Oleh karena itu, penting bagi pemerintah untuk tidak hanya fokus pada pengaturan yang bersifat hukuman, tetapi juga memberikan solusi yang lebih komprehensif, seperti:
- Membangun infrastruktur pengelolaan sampah yang memadai.
- Memberikan pelatihan kepada masyarakat tentang pengelolaan sampah yang baik.
- Menjalin kerja sama dengan sektor swasta untuk pengelolaan sampah yang efisien.
- Mendorong partisipasi masyarakat dalam program pengelolaan sampah.
- Melakukan evaluasi berkala terhadap implementasi Ranperda.
Pentingnya Pendekatan yang Berbasis pada Realitas Lokal
Pembahasan Ranperda ini harus mempertimbangkan kondisi sosial dan ekonomi masyarakat setempat.

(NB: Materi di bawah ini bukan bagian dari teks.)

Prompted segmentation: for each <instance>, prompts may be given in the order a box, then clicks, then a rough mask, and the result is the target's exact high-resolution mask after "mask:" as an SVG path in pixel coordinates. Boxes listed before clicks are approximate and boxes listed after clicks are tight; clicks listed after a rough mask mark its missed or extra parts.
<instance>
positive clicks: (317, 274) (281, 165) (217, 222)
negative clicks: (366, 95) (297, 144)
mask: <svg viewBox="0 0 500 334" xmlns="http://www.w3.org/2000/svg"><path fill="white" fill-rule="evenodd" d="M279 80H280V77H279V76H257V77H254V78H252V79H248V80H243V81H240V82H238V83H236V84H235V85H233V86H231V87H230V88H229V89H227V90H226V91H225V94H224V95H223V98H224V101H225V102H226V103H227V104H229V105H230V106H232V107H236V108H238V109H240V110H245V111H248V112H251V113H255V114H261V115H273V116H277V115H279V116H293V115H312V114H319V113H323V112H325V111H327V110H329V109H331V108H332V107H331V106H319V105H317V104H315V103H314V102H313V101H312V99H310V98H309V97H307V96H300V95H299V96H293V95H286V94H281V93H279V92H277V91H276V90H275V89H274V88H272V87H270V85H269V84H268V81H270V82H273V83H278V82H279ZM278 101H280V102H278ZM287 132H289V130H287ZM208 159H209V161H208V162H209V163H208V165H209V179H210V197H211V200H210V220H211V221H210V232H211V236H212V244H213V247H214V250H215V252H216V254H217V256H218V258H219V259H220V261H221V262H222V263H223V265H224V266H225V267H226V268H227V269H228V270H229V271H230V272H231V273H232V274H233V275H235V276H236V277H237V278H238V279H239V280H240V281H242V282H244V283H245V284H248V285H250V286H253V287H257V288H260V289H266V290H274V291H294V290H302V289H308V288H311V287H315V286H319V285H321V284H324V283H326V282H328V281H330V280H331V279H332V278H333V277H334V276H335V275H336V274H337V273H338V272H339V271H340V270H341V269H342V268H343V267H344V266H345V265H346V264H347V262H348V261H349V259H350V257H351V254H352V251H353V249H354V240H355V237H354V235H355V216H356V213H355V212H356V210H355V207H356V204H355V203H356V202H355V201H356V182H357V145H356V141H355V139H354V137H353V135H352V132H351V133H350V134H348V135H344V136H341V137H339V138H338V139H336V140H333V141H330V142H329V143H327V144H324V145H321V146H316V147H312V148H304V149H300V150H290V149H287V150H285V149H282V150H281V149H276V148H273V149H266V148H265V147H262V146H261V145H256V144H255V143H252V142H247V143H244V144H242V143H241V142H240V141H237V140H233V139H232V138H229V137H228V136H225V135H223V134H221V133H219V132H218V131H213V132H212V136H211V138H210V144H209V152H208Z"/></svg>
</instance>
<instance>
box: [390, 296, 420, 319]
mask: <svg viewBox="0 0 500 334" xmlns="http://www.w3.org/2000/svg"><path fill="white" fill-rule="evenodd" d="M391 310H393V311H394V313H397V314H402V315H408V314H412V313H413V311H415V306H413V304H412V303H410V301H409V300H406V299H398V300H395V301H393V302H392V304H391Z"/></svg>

Banyak desa di Samosir yang masih bergantung pada cara tradisional dalam mengelola sampah. Oleh karena itu, pendekatan yang lebih realistis dan berbasis pada kebutuhan lokal sangat diperlukan.
Selain itu, penting bagi pemerintah untuk melakukan sosialisasi yang lebih intensif mengenai pengelolaan sampah yang baik kepada masyarakat. Tanpa adanya pemahaman yang jelas tentang bagaimana cara mengelola sampah, masyarakat akan kesulitan untuk memenuhi kewajiban yang ditetapkan dalam Ranperda.
Menjaga Lingkungan dan Kesejahteraan Sosial
Tujuan akhir dari regulasi ini adalah untuk menjaga lingkungan dan meningkatkan kesejahteraan sosial masyarakat. Oleh karena itu, perlu ada keseimbangan antara penegakan hukum dan penyediaan fasilitas yang memadai. Hanya dengan cara ini, masyarakat dapat berpartisipasi aktif dalam pengelolaan sampah tanpa merasa tertekan oleh ancaman pidana.
Pemerintah dan DPRD juga harus mendengarkan suara masyarakat dan para pemangku kepentingan lainnya dalam proses perumusan kebijakan. Ini adalah langkah penting untuk memastikan bahwa kebijakan yang diambil benar-benar mencerminkan kebutuhan dan kondisi masyarakat yang sebenarnya.
Kesimpulan: Menciptakan Kebijakan yang Berkeadilan
Kritik terhadap Ranperda pengelolaan sampah di Samosir menunjukkan pentingnya pendekatan yang berkeadilan dalam pembuatan kebijakan. Sanksi pidana yang diterapkan tanpa mempertimbangkan kesiapan masyarakat dan infrastruktur hanya akan menciptakan ketidakadilan. Oleh karena itu, pembahasan Ranperda harus melibatkan dialog yang konstruktif antara pemerintah, DPRD, dan masyarakat untuk menciptakan kebijakan yang adil dan efektif dalam pengelolaan sampah.
Hanya dengan cara ini, kita dapat mengatasi permasalahan sampah di Samosir dengan bijaksana, sambil tetap memperhatikan kesejahteraan masyarakat. Mengelola sampah bukan hanya tanggung jawab pemerintah, tetapi juga tanggung jawab bersama seluruh elemen masyarakat.